In my recent post on How to retire in 5 years, I defined financial independence/early retirement at the point where expenses equals 4% of investable assets. Retired Syd asked what my underlying assumptions were for the 4% withdrawal rate, specifically
Would someone that is planning on extremely early retirement (say in their 30’s) really be safe at a 4% withdrawal rate?
To which my answer is a very qualified “Maybe”. 4% means that a person needs 25 times annual expenses or 300 times monthly expenses. This makes it fairly easy to use in estimations. Of course, such calculations remain estimates. They may be precise but they are far from accurate. 30 years is a relatively short horizon when it comes to liquidating buy and hold investments. The stock market has historically remained flat for periods comparable to this time period (within a factor 2).
A 4% withdrawal rate is the canonical value for late (60 year old) retires planning to live another 30 years. Personally I plan to live to 100 after which I will book a one-way cruise trip to shark infested waters and disappear under mysterious circumstances. So having almost 70 years to go, am I safe?

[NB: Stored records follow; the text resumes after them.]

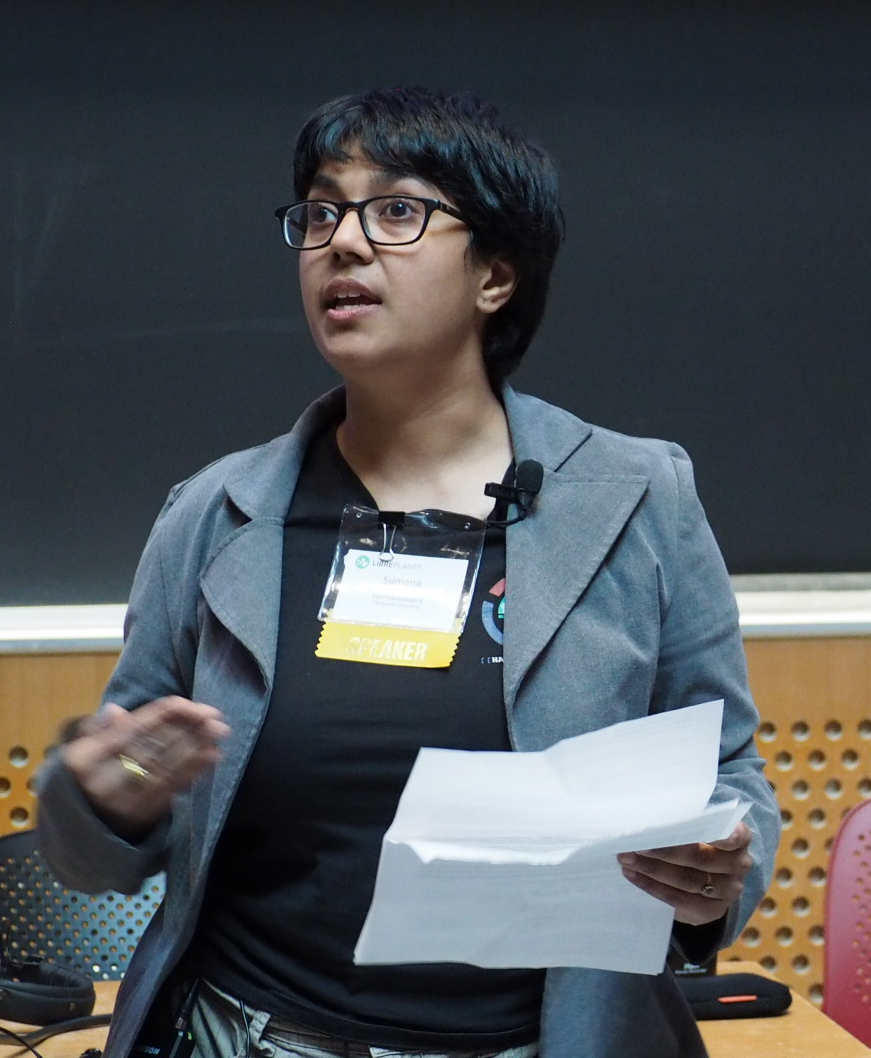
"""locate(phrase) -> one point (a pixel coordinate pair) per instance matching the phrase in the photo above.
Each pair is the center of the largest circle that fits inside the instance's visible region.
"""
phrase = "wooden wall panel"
(814, 696)
(37, 692)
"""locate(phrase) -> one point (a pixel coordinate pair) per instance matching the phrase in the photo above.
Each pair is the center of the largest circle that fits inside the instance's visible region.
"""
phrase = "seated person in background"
(262, 774)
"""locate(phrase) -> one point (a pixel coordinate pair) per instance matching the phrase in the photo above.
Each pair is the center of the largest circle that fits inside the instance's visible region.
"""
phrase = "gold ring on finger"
(133, 768)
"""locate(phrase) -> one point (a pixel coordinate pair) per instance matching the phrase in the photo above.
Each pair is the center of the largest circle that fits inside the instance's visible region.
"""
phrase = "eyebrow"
(382, 180)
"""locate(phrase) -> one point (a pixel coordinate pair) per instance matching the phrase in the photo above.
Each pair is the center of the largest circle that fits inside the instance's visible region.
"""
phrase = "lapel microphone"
(528, 476)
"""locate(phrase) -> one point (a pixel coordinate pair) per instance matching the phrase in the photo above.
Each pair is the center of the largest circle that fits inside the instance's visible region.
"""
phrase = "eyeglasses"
(388, 220)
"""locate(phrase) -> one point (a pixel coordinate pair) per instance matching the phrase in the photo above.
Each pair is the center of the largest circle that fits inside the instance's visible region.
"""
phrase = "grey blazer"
(619, 605)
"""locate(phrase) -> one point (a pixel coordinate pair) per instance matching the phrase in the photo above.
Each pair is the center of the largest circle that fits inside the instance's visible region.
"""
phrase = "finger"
(740, 838)
(691, 908)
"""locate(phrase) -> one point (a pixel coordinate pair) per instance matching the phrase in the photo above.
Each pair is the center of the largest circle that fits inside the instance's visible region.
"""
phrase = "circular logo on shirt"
(492, 610)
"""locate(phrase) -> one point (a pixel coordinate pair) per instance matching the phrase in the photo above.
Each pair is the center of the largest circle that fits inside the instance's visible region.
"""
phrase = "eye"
(320, 215)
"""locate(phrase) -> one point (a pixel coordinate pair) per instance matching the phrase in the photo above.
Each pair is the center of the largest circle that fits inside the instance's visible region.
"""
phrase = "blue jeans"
(223, 1027)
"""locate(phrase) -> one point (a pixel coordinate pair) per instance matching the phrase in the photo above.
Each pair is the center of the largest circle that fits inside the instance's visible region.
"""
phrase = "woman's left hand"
(701, 881)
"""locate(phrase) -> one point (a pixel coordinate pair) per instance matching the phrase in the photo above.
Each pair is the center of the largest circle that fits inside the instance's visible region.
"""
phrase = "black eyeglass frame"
(430, 206)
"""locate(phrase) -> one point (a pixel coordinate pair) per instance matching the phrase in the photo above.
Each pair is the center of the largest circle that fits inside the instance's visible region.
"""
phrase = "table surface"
(801, 1032)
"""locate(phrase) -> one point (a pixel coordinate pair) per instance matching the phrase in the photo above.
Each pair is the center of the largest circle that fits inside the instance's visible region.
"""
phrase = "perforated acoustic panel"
(815, 699)
(43, 919)
(814, 696)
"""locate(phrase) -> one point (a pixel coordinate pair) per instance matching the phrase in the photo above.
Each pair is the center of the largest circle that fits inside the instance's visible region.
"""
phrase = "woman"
(259, 760)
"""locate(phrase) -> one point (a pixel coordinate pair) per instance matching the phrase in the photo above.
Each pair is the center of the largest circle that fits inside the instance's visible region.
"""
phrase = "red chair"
(847, 972)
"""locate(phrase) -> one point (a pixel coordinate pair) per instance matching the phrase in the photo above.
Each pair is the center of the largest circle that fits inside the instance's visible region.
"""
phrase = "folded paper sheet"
(509, 859)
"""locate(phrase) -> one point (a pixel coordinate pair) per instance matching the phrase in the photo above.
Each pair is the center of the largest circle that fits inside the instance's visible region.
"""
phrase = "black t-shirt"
(294, 870)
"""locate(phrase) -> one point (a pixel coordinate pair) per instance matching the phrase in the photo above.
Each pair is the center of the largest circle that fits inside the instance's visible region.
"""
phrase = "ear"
(497, 284)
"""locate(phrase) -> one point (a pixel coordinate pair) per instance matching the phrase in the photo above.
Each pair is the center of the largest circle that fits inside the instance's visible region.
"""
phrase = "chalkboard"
(713, 288)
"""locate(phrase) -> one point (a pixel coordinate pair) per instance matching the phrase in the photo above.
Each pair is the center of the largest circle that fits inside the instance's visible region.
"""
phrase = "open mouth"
(349, 301)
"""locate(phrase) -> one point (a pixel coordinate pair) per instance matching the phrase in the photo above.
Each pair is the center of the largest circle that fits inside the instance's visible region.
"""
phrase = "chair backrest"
(43, 919)
(847, 973)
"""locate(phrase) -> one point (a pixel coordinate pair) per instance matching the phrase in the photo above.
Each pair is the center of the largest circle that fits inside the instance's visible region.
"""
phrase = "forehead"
(357, 170)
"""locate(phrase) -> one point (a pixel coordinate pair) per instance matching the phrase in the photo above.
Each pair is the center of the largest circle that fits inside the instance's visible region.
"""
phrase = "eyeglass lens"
(394, 219)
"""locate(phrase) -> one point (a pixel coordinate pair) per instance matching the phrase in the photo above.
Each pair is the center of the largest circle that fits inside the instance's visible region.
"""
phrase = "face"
(422, 305)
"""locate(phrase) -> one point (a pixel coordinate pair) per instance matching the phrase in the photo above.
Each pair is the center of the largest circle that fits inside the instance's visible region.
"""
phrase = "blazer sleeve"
(702, 658)
(78, 847)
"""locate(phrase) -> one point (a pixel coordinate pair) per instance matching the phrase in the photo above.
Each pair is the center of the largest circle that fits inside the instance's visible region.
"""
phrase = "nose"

First of all, I am not keen on making one-time estimates on portfolio growth and average inflation and extrapolating this 70 years out like an annuity (that’s what insurance companies do). Volatility (particularly in the beginning) can easily kill such extrapolations. It is the same problem when sending a satellite to Saturn. Early mistakes causes much bigger cumulative errors late on than late mistakes. To account for the volatility, I generally use firecalc.com‘s calculator, which only requires my present annual expenses, my present asset base and the amount of time until the above mentioned trip. The fireclac automatically accounts for historic inflation and historic returns. This is in my opinion better than assuming fixed numbers as it accounts for volatility and thus computes a likelihood that the portfolio will outlive me.
Still, will future returns reflect past returns? In other words is the historic growth repeatable or was it a product of cheap domestic oil, immigration, and military dominance, all of which are unlikely to repeat for another 70 years? Who knows.

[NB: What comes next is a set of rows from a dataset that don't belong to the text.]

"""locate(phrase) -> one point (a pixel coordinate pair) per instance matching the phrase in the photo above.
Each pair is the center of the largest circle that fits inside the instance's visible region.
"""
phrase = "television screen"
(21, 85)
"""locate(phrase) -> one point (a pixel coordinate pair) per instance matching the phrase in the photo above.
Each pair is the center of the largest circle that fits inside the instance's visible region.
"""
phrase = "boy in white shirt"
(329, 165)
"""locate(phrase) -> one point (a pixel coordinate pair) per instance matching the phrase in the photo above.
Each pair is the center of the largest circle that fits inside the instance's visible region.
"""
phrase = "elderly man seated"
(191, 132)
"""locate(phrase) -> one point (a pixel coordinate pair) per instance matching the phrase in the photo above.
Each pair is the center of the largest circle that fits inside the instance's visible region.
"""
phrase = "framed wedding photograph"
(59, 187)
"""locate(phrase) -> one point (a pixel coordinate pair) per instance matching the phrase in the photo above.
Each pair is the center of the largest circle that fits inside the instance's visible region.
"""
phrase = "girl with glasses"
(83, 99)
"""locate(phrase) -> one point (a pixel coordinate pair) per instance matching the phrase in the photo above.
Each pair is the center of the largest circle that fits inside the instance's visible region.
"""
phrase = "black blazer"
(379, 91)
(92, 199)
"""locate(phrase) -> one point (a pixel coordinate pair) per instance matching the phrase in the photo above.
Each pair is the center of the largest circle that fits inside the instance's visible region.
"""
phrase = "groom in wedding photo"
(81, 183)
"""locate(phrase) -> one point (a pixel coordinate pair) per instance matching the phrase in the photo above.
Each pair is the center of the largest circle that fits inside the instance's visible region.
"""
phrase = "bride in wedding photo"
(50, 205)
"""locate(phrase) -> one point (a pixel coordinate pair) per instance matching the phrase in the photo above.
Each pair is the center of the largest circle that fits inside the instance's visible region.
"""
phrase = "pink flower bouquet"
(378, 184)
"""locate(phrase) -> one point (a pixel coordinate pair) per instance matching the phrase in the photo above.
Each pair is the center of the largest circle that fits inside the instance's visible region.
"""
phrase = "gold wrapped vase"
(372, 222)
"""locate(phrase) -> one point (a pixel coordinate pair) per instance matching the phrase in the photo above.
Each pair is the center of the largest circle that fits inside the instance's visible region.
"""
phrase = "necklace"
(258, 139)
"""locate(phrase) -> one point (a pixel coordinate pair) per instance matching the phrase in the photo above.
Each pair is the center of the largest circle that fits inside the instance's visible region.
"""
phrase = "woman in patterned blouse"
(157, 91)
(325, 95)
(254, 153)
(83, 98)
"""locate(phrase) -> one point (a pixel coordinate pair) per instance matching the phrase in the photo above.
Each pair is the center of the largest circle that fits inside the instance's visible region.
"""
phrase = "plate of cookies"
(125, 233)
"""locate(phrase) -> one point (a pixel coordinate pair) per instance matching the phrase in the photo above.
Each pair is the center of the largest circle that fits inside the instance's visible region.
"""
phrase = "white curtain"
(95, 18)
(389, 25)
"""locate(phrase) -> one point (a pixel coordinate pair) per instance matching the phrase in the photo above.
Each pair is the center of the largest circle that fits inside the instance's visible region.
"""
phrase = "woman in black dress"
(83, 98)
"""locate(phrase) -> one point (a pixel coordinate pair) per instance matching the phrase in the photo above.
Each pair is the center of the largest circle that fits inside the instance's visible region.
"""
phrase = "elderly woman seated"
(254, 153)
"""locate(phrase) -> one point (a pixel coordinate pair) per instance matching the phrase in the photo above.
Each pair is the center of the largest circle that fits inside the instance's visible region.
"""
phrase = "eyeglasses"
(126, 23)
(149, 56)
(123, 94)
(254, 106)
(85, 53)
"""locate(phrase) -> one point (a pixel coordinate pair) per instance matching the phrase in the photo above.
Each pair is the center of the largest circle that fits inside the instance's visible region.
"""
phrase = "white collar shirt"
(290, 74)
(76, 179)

This leads me to my real answer to whether a 4% withdrawal rate is safe. I think extreme early retirement is qualitatively different from early retirement. Retirement is typically thought of as spending an accumulated nest egg at a certain rate without income. However, I can not see myself as never having any kind of income again. Who knows what I will be doing in 5 years? Possibly this is different at age 60. A 70 year old might very well be doing the same as he did at 65. I hope not though. I for one am doing different things compared to 5 years ago. I’m married. I freelance. I’m very interested in investing. Neither of these were even something I considered 5 years ago. Also I live in another country, something I did not plan either.
I also think that true financial independence does not come from spending a large sum of money slowly. It comes from not spending any money at all. I will keep working to make myself more and more independent from the financial system by wheeling and dealing and creating and making rather than buying. Doing so can only make my “retirement” more and more robust.
Originally posted 2008-08-18 17:56:20.